Democrats, primarily because of their domestic social policies, historically have drawn 60% to 90% of the Jewish vote. That has hovered near 80% since the 1990s, when Republicans embraced the evangelical community and religious language that often made Jews uncomfortable, according to pollsters Anna Greenberg and Mark Mellman.
Instead, Democrats say they are hoping to focus on areas of common values in all faiths — fighting poverty, loving one’s neighbor, justice, equality and caring for the earth — rather than their theological differences.
Jewish communal leaders involved in the process believe that the Democrats’ approach could prove appealing to Jewish Americans, the vast majority of whom have historically supported a separation of church and state.

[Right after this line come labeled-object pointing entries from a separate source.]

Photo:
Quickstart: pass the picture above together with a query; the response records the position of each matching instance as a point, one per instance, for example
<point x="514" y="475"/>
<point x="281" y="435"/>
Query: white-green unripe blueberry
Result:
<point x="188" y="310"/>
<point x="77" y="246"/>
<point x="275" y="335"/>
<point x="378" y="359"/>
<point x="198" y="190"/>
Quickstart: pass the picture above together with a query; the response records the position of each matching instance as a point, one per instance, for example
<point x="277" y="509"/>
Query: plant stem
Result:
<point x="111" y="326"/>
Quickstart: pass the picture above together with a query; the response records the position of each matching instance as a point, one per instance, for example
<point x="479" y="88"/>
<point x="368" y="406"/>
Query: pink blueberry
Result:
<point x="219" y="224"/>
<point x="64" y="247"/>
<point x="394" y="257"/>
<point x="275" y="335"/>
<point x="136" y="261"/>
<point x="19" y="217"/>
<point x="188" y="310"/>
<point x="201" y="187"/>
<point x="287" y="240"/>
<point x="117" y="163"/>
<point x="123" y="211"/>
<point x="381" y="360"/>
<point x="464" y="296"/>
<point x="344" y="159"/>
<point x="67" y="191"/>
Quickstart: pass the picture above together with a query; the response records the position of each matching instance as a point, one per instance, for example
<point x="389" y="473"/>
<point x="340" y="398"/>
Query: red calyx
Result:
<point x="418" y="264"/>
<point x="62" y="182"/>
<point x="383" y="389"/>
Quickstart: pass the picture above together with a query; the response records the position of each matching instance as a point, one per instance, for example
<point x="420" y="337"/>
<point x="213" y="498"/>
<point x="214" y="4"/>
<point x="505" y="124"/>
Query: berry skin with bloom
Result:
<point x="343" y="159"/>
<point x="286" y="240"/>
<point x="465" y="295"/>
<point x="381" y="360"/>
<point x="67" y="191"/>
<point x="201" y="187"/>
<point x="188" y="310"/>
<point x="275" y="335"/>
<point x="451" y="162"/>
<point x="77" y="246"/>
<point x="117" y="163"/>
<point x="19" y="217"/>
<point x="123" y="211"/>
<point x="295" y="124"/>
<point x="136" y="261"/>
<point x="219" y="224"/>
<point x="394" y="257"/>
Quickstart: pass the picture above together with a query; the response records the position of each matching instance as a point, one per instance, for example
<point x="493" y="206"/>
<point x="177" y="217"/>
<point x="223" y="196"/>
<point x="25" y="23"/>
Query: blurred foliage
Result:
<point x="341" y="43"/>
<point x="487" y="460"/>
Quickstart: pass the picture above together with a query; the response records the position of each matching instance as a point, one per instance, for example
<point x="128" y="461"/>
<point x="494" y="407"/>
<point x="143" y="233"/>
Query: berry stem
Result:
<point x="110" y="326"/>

“The question is, as [Democrats] do this, are they going to talk with nondenominational terms? Are they going to use exclusive language? If so, I think the Jewish community will feel comfortable. If you begin to hear a lot of Christological language and sectarian language, I think the Jewish community will feel uncomfortable with it,” Saperstein said.

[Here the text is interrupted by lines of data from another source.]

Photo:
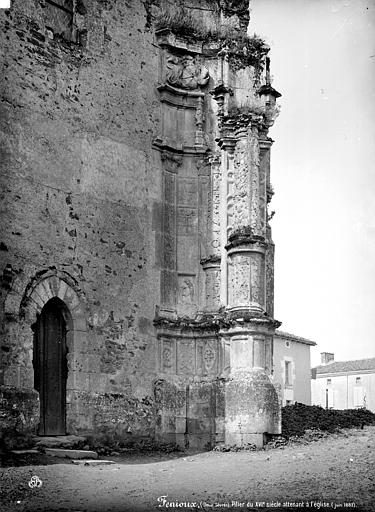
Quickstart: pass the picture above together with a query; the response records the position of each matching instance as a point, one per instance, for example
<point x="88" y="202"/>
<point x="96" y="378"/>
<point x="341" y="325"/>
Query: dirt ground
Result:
<point x="330" y="474"/>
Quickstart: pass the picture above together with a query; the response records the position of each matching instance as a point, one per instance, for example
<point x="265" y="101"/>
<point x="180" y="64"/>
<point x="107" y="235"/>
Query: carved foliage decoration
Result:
<point x="186" y="72"/>
<point x="270" y="279"/>
<point x="255" y="214"/>
<point x="215" y="205"/>
<point x="241" y="185"/>
<point x="213" y="277"/>
<point x="257" y="278"/>
<point x="239" y="280"/>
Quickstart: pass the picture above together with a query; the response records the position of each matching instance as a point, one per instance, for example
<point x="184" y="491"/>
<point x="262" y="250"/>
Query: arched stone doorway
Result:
<point x="54" y="306"/>
<point x="50" y="365"/>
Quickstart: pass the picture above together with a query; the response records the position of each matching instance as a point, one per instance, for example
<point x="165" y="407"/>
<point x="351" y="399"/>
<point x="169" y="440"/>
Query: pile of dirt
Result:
<point x="299" y="418"/>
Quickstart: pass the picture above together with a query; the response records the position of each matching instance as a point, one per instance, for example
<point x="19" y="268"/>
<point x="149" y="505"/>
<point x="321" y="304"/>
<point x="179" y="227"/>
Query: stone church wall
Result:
<point x="80" y="195"/>
<point x="135" y="186"/>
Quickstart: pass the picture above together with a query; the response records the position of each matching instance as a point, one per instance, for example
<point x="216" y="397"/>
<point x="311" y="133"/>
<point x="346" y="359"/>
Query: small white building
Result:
<point x="291" y="367"/>
<point x="344" y="384"/>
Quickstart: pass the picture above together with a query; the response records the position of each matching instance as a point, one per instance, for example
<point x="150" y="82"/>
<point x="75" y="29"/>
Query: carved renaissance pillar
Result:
<point x="252" y="406"/>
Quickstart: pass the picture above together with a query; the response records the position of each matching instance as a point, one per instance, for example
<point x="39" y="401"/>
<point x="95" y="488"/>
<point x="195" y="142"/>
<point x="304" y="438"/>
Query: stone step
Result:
<point x="68" y="442"/>
<point x="32" y="451"/>
<point x="70" y="454"/>
<point x="84" y="462"/>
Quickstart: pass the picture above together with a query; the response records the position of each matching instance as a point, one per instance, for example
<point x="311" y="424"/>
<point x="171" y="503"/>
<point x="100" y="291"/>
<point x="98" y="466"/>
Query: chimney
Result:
<point x="327" y="357"/>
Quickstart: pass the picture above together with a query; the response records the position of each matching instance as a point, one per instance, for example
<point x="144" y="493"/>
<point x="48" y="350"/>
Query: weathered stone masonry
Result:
<point x="135" y="185"/>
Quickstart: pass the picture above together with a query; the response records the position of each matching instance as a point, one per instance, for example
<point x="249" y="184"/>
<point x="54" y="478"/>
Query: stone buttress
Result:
<point x="215" y="321"/>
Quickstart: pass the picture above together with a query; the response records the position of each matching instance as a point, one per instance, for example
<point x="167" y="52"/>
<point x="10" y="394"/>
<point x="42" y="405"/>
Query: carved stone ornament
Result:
<point x="209" y="356"/>
<point x="186" y="72"/>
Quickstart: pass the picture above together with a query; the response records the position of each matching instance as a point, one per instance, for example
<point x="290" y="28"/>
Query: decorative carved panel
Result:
<point x="255" y="214"/>
<point x="186" y="72"/>
<point x="241" y="178"/>
<point x="187" y="290"/>
<point x="185" y="357"/>
<point x="257" y="278"/>
<point x="213" y="280"/>
<point x="270" y="279"/>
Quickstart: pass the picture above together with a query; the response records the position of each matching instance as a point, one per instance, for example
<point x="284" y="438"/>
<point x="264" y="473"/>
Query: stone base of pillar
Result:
<point x="251" y="408"/>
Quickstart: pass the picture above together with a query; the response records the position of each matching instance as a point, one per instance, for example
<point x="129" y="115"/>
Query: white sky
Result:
<point x="323" y="169"/>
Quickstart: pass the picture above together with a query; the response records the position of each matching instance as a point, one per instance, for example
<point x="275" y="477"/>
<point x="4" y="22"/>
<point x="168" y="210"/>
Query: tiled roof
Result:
<point x="292" y="337"/>
<point x="347" y="366"/>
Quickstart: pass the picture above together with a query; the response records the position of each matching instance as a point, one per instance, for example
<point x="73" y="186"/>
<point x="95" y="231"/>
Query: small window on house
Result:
<point x="288" y="376"/>
<point x="59" y="17"/>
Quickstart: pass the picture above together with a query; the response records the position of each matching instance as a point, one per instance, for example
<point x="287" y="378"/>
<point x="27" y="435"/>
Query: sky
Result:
<point x="323" y="170"/>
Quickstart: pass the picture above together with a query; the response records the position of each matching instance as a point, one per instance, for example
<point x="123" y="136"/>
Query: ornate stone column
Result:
<point x="252" y="406"/>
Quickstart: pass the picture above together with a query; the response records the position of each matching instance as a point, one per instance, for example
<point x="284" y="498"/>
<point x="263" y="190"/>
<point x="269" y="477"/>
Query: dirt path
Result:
<point x="331" y="474"/>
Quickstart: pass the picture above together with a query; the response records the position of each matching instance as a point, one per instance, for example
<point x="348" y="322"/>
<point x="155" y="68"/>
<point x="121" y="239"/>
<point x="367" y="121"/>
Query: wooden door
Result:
<point x="50" y="368"/>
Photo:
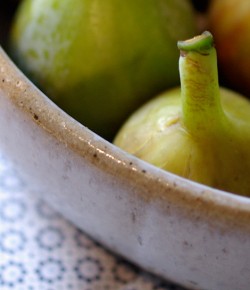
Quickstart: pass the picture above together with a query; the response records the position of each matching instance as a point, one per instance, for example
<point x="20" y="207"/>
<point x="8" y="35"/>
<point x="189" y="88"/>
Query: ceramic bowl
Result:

The religious leaders involved in the Democrats’ faith programs were not censored, nor where they told what they could say or what language they could use, according to the Democratic National Committee’s Jewish outreach coordinator, Matt Dorf, who was a key organizer of the kick-off interfaith gathering event. But he acknowledged there were discussions among planners about inclusivity and the selection of faith leaders interested in infusing their messages with a more inclusive tone.
“When people see that all of them are being given freedom to speak what’s truth to them and not be told you can come to speak with Democrats only if you put these things aside, it creates a better discussion, it creates a better dialogue,” Sapp said.
This does not sit well with everyone. Advocates of separation of church and state, such as Barry Lynn, executive director of Americans United for Separation of Church and State, and Anti-Defamation League National Director Abraham Foxman, are troubled by the effort and argue that religion is a private matter that has no place in government or politics.
Other Jewish leaders, such as Ira Forman, executive director of the National Jewish Democratic Council, think that American Jews may be more comfortable with a level of religion in public life than they had been in the past. “All this religious language in the public square was more foreign and more scary. I think we’ve gotten a little used to it,” he said.
In fact, some Jewish leaders view faith and politics as inextricably bound together. “The values that we have as Jews — just as the values of Christians, and Buddhists and Hindus and Muslims have from their own spiritual lives and faith communities — need to be part of this public discussion,” said Jack Moline, the Conservative rabbi of the Agudas Anchim Congregation in Alexandria, Va. “Government and religion need to be separate. Values don’t exist in a vacuum.”
And if ‘God talk’ remains a part of the American political drama, then some Jews, including some who remain skeptical, want a role to play.
“They understand that other religious traditions, particularly certain Christian religious traditions, are going to be well represented, and they would like to see Jewish tradition have a say,” Moline said.